O valor obtido para efeitos de compensação merece os seguintes reparos. Por um lado, consiste no valor que resulta de uma conta corrente contabilística, sendo certo que a causa de pedir na presente acção não emerge do saldo dessa conta corrente. Por outro lado, mas também por causa disso, desconhecem-se todos os valores que ali foram contabilizados por forma a concluir pela justeza do valor assim alcançado, razão pela qual não opera a compensação invocada."

Como é sabido a compensação[30] é um "meio de o devedor se livrar da obrigação por extinção simultânea do crédito equivalente de que dispunha sobre o seu credor"[31], operando-se, desse modo, "um encontro de contas, que se justifica pela conveniência de evitar pagamentos recíprocos".[32] Acresce que "não se exige, no entanto, que os créditos sejam de igual valor (podendo existir compensação parcial)".[33]

No caso dos autos provou-se que "os créditos da autora sobre a ré e desta sobre a autora, relativos a operações de marketing, custos com as garantias suportados pela ré e descontos operados em facturas, eram lançados numa conta corrente; em Dezembro de 2010 de tal conta corrente constava um crédito a favor da ré no valor de € 23 859,42."[34]

Este facto, por si só, é insuficiente para que dele se possa extrair, com a necessária segurança, que a ré é credora da autora de € 23 859,42; ele apenas deve ser tido como um indício de que esse crédito poderá existir.
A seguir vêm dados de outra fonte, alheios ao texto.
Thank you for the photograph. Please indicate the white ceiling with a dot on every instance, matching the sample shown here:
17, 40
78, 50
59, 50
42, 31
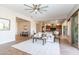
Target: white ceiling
54, 11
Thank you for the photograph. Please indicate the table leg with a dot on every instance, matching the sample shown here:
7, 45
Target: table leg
33, 40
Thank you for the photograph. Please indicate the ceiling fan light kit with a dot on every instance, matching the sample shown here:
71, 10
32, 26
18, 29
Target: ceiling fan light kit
36, 8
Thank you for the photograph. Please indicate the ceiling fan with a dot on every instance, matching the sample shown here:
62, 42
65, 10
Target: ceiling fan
36, 8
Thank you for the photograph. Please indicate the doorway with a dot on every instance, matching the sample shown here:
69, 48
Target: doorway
23, 29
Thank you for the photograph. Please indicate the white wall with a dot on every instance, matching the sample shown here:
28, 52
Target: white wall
33, 27
8, 36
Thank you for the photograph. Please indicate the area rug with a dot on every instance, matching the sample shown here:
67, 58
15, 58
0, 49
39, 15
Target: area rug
36, 48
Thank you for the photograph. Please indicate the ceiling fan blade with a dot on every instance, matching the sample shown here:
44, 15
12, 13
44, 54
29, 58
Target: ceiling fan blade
44, 7
43, 10
28, 6
28, 9
40, 11
31, 11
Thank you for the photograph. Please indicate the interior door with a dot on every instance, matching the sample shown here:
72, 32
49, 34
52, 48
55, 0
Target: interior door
74, 30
Cabia à ré, provar os factos concretos de que decorre a conclusão, vertida na conta-corrente, ou seja de que, efectivamente, há um crédito daquele montante. Não esqueçamos de que o n.º 1 do artigo 342.º do Código Civil determina que "àquele que invocar um direito cabe fazer a prova dos factos constitutivos do direito alegado", acrescentando o seu n.º 2 que "a prova dos factos impeditivos, modificativos ou extintivos do direito invocado compete àquele contra quem a invocação é feita."
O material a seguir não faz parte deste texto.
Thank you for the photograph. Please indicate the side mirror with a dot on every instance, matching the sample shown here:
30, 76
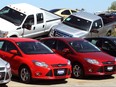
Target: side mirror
27, 26
94, 31
66, 50
13, 51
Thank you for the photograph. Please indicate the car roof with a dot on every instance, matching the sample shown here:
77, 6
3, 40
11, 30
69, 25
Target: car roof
63, 38
102, 37
16, 39
86, 15
25, 8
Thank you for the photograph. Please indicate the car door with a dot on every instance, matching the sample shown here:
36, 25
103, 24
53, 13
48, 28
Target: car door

E, como bem observa a Meritíssima Juíza, "desconhecem-se todos os valores que ali foram contabilizados por forma a concluir pela justeza do valor assim alcançado", sendo certo que não estamos na presença de um contrato de conta-corrente[35], mas sim de empreitada.

O que figura no facto 36 dos factos provados não pode ser tido como suficiente para, face a ele, se atingir um patamar de certeza quanto à existência de um crédito da ré contra a autora no valor de € 23 859,42, o mesmo é dizer que falta um dos pressupostos estabelecidos no artigo 847.º do Código Civil para a compensação.


III

Com fundamento no atrás exposto julga-se improcedente o recurso e mantém-se a sentença recorrida.

Custas pela ré.

                                                           António Beça Pereira (Relator)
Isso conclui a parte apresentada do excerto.